L'allegoria religiosa che coinvolge il ciclo delle stagioni echeggia i miti di Persefone, o di Adone, o di Osiride, in cui la morte e ressurrezione, la permanenza negli inferi e il ritorno in superficie della divinità corrisponde al lutto della vegetazione e al risveglio primaverile. Ma, per come è trattata, ricorda anche ambienti fiabeschi e i venti o le stagioni personificati che agiscono nei racconti attorno al fuoco. Il tratto geniale apportato da Vitelleschi nel quadro allegorico della Natura che partecipa alla morte e assunzione di Maria è, però, in una sorprendente ironia, in un sorriso gustoso che resta sottotraccia ma innegabile là dove l'ignaro Inverno scende dalle Alpi e chiede alle altre stagioni ragione del loro pianto: ne ottiene solo metafore floreali e figure retoriche d'indubbio fascino e ricercatezza, ma talmente barocche da imporre al povero signore delle nevi di reiterare il quesito senza intendere le arzigogolate risposte. Ci vorrà quasi un'ora, una corposa porzione della prima parte, per arrivare al fatidico verso “Ferma, t'intesi, oh Dio, morta è Maria”. Non manca l'autentico pathos, non manca l'altezza del pensiero religioso, ma proprio questo rente straordinario il sottotesto ironico di questo Oratorio, che, naturalmente, trionfa in palese letizia nella seconda parte, dedicata all'assuzione. Allora la simpatia che le figure allegoriche già ci avevano accattivato rende ancor più autentico e fragrante, meno retorico e più gustoso, il giubilo.

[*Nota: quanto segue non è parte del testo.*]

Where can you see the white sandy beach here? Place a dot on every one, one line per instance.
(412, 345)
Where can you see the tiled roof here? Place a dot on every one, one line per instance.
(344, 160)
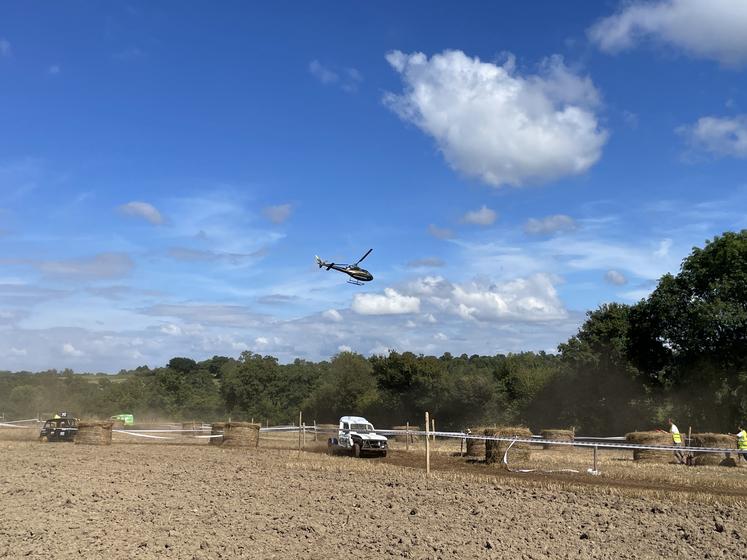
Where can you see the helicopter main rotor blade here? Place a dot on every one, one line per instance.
(363, 257)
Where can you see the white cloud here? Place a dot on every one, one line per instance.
(70, 350)
(440, 233)
(482, 217)
(494, 124)
(277, 214)
(348, 78)
(104, 265)
(142, 210)
(524, 299)
(427, 262)
(664, 246)
(390, 303)
(171, 329)
(615, 277)
(719, 136)
(712, 29)
(322, 73)
(559, 223)
(332, 315)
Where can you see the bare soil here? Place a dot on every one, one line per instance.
(203, 502)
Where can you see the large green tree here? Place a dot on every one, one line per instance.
(689, 337)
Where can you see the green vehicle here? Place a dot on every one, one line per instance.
(126, 419)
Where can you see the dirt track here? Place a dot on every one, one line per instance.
(195, 502)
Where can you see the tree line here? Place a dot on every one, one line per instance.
(680, 352)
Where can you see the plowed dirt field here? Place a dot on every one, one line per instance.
(201, 502)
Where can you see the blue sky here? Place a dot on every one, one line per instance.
(168, 172)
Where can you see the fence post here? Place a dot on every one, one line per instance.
(427, 447)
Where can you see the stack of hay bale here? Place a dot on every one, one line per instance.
(495, 449)
(557, 435)
(94, 433)
(651, 438)
(476, 446)
(240, 434)
(718, 441)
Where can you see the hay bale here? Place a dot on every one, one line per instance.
(724, 441)
(94, 433)
(494, 449)
(650, 438)
(556, 435)
(476, 447)
(193, 426)
(402, 438)
(240, 434)
(216, 429)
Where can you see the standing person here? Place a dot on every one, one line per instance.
(677, 440)
(742, 443)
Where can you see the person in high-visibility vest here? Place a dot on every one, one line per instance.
(676, 440)
(742, 443)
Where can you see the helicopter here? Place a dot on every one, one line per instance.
(357, 274)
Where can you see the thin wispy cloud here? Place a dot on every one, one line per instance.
(482, 217)
(717, 136)
(428, 262)
(277, 214)
(348, 79)
(142, 210)
(615, 277)
(550, 225)
(440, 233)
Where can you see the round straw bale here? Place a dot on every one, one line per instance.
(724, 441)
(556, 435)
(650, 438)
(476, 447)
(495, 449)
(94, 433)
(402, 438)
(216, 429)
(240, 434)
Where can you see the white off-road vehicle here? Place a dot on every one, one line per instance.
(356, 437)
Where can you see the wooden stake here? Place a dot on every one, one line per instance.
(427, 447)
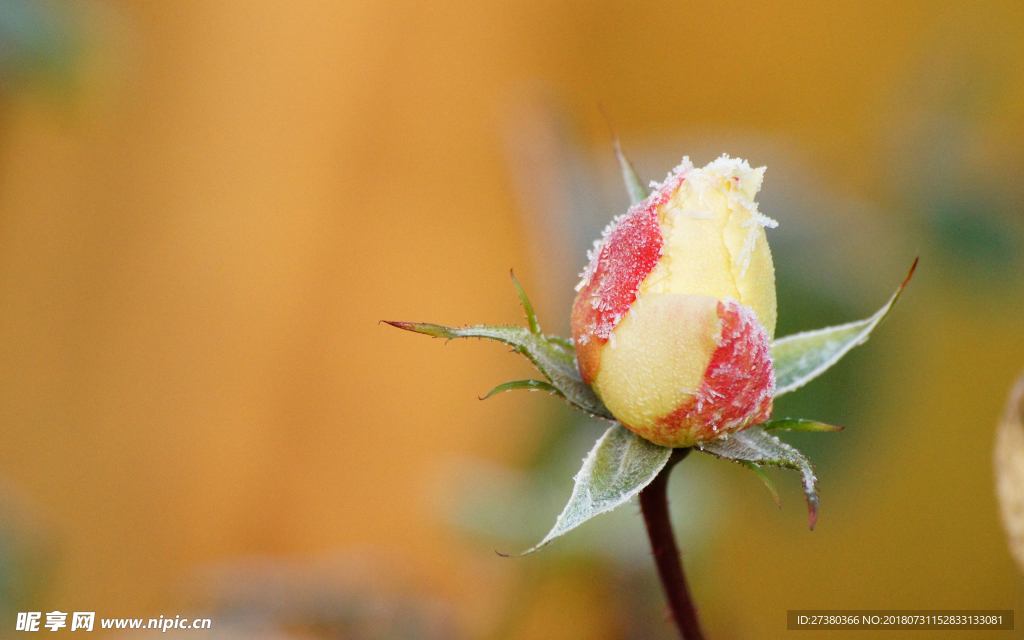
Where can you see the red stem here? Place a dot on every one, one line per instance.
(654, 504)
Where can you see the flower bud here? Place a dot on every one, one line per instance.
(676, 309)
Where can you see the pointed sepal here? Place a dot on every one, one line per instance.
(551, 357)
(527, 385)
(757, 446)
(798, 424)
(616, 469)
(802, 357)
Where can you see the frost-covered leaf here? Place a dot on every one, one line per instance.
(616, 469)
(758, 446)
(1010, 470)
(764, 478)
(528, 385)
(797, 424)
(552, 358)
(802, 357)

Con tale testo, naturalmente, Benedetto Marcello ha buon gioco a far sfoggio di musica imitativa dei caratteri anche atmosferici dei personaggi, incarnati da un ottimo quartetto vocale: Silvia Frigato ha la freschezza realmente floreale che ci si aspetta dal canto della Primavera, contrapposto all'ubertoso calore contraltile di Elena Biscuola, l'Estate; Raffaele Giordani, tenore, è un Autunno franco, capace di evocare umori di vendemmie e aromi di caldarroste, Mauro Borgioni sa coniugare l'autorità del freddo inverno con il suo spirito protettivo e bonario. Tutti dicono il testo con chiarezza, sanno mantenere l'ironia sottotraccia senza mai tradire il carattere sacro e la sincera partecipazione al soggetto, nella gioia e nel dolore, figure retoriche cui i riflessi di commedia non sviliscono il tema, ma ne accentuano l'umanità e, quindi, la verità. Con sofisticata, intellettuale meraviglia.
Buona la prova corale della Venice Monteverdi Academy e quella strumentale dell'ensemble Lorenzo Da Ponte sotto la direzione di Roberto Zarpellon, eccellente il valore della proposta, che, però, non sembra troppo fiduciosa nel pubblico italiano: i testi sono solo in tedesco e inglese, ma non manca il piacere di godere del libretto di Vitelleschi stampato nero su bianco nel nostro idioma.